At its worst, chronic overuse could produce symptoms that looked like schizophrenia: severe skin problems, marked insomnia, irritability, hyperactivity, and personality changes. These weren’t theoretical risks. They were documented in the drug’s FDA label as “manifestations of chronic intoxication.” Diethylpropion was classified as a Schedule IV controlled substance by the DEA, placing it in the same category as drugs recognized to have real, if moderate, abuse potential.
The cardiovascular risks were particularly concerning. The prescribing information warned that extended use, higher-than-recommended doses, or combining diethylpropion with other appetite suppressants could contribute to heart valve disease. Pulmonary arterial hypertension, a rare but life-threatening condition, was also linked to the drug. One published case documented a 27-year-old woman who developed the condition after just a short course of diethylpropion. She carried a genetic mutation that made her susceptible, and researchers concluded the drug triggered the disease in her case. Other patients without that specific mutation also developed the condition, suggesting multiple genetic factors could make someone vulnerable.
Did It Even Work Well Enough?
Diethylpropion did produce meaningful weight loss in clinical trials. In one randomized, placebo-controlled study, patients taking the drug lost an average of 9.8% of their body weight over six months, compared to 3.2% in the placebo group. After a full year, the diethylpropion group averaged 10.6% weight loss. Notably, that study found no differences in blood pressure, heart rate, or psychiatric evaluations between the drug and placebo groups, and the researchers concluded it appeared safe in a “well-selected population.”
The catch is in that phrase “well-selected population.” Under carefully controlled trial conditions with screened participants, the drug looked reasonable. But in the real world, patients weren’t being carefully selected. They were using it longer than a few weeks, sometimes with heart conditions or psychiatric histories that should have been disqualifying. The gap between how the drug performed in trials and how it was actually prescribed is what ultimately drove European regulators to pull it. The FDA’s prescribing label itself acknowledged this tension, noting that obesity is “measured in years” while most studies only lasted a few weeks, making the long-term impact of the drug essentially unknown.
What Replaced Tenuate
The weight loss medication landscape looks completely different today. The FDA has approved six drugs for long-term (chronic) weight management: orlistat (Xenical, Alli), phentermine-topiramate (Qsymia), naltrexone-bupropion (Contrave), liraglutide (Saxenda), semaglutide (Wegovy), and tirzepatide (Zepbound). The last two, both injectable GLP-1 receptor agonists, produce significantly greater weight loss than older appetite suppressants ever achieved and are approved for ongoing use rather than just a few weeks.

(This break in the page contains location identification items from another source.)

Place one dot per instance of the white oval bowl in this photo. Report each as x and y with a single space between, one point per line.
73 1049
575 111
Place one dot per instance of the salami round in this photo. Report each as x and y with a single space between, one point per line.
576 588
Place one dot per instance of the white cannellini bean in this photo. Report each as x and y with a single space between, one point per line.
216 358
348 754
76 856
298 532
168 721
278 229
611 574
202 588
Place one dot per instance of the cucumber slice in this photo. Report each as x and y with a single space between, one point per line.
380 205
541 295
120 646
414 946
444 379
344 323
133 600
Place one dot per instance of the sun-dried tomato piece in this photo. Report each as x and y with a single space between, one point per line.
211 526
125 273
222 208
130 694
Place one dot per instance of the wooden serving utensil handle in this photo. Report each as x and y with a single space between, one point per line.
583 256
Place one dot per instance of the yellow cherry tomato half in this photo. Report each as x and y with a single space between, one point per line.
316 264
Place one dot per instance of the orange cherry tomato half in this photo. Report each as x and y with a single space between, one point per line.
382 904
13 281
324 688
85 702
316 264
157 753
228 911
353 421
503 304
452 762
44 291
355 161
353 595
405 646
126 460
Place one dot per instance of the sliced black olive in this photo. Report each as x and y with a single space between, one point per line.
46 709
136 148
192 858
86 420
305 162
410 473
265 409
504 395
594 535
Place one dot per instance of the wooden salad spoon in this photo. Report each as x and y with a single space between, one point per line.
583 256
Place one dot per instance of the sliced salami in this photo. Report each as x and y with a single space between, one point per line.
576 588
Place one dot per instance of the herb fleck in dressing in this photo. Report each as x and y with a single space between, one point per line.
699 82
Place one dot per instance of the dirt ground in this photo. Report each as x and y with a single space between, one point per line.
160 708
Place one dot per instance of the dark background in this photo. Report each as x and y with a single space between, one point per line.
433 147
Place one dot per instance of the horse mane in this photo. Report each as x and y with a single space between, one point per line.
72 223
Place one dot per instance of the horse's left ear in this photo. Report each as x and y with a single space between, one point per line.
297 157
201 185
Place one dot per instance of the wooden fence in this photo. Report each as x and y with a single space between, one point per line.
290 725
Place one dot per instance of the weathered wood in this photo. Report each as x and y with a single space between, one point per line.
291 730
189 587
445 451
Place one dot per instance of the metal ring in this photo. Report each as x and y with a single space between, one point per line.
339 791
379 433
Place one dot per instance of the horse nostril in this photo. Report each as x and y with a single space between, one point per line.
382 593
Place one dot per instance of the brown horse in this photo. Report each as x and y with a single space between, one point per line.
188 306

Phentermine, another older stimulant-type appetite suppressant, remains available for short-term use and is sometimes prescribed off-label for longer periods. But the trend in obesity medicine has moved decisively toward drugs with stronger efficacy data, better safety profiles, and approval for the kind of long-term treatment that a chronic condition like obesity actually requires. In that context, a drug like Tenuate, with modest short-term approval, real abuse potential, and serious cardiovascular red flags, simply had no competitive reason to exist.